Infection and Cancer Program, Tumor Virology Division (F010), German Cancer Research Center (DKFZ), Heidelberg, Germany.
EMBO Mol Med. 2013 Oct;5(10):1537-55. doi: 10.1002/emmm.201302796. Epub 2013 Sep 17.
The rat parvovirus H-1PV has oncolytic and tumour-suppressive properties potentially exploitable in cancer therapy. This possibility is being explored and results are encouraging, but it is necessary to improve the oncotoxicity of the virus. Here we show that this can be achieved by co-treating cancer cells with H-1PV and histone deacetylase inhibitors (HDACIs) such as valproic acid (VPA). We demonstrate that these agents act synergistically to kill a range of human cervical carcinoma and pancreatic carcinoma cell lines by inducing oxidative stress, DNA damage and apoptosis. Strikingly, in rat and mouse xenograft models, H-1PV/VPA co-treatment strongly inhibits tumour growth promoting complete tumour remission in all co-treated animals. At the molecular level, we found acetylation of the parvovirus nonstructural protein NS1 at residues K85 and K257 to modulate NS1-mediated transcription and cytotoxicity, both of which are enhanced by VPA treatment. These results warrant clinical evaluation of H-1PV/VPA co-treatment against cervical and pancreatic ductal carcinomas.

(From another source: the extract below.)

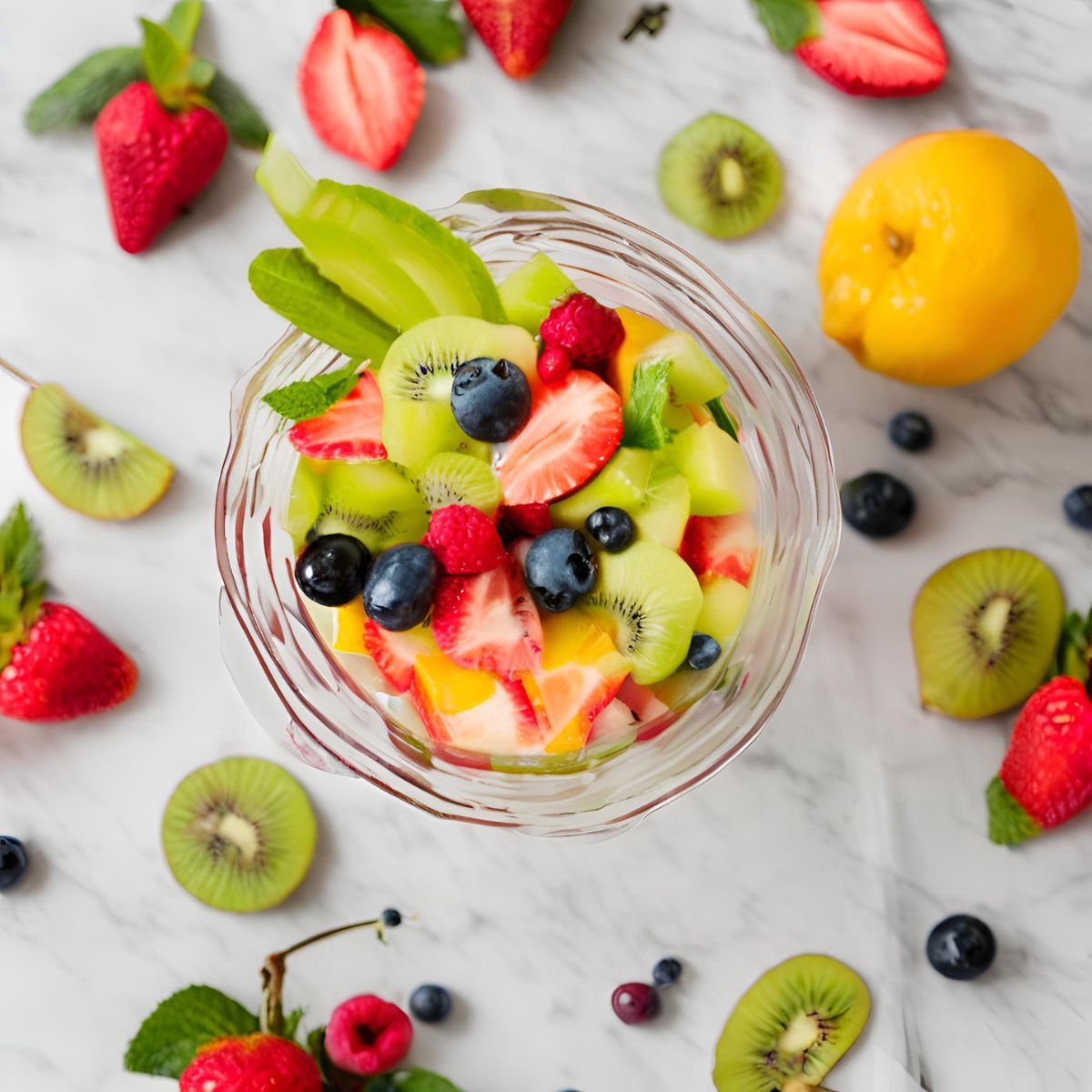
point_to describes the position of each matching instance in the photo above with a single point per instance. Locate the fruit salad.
(523, 518)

细小病毒 H-1PV 具有溶瘤和肿瘤抑制特性,可用于癌症治疗。目前正在探索这种可能性,结果令人鼓舞,但有必要提高病毒的致癌毒性。在这里,我们证明通过用 H-1PV 和组蛋白去乙酰化酶抑制剂(HDACIs)(如丙戊酸(VPA))共同处理癌细胞可以实现这一点。我们证明这些药物通过诱导氧化应激、DNA 损伤和细胞凋亡协同作用来杀死一系列人宫颈癌和胰腺癌细胞系。引人注目的是,在大鼠和小鼠异种移植模型中,H-1PV/VPA 共同治疗强烈抑制肿瘤生长,使所有接受共同治疗的动物完全缓解肿瘤。在分子水平上,我们发现细小病毒非结构蛋白 NS1 上残基 K85 和 K257 的乙酰化可调节 NS1 介导的转录和细胞毒性,VPA 处理均可增强这两种作用。这些结果证明了 H-1PV/VPA 共同治疗对宫颈癌和胰腺导管腺癌的临床评估是合理的。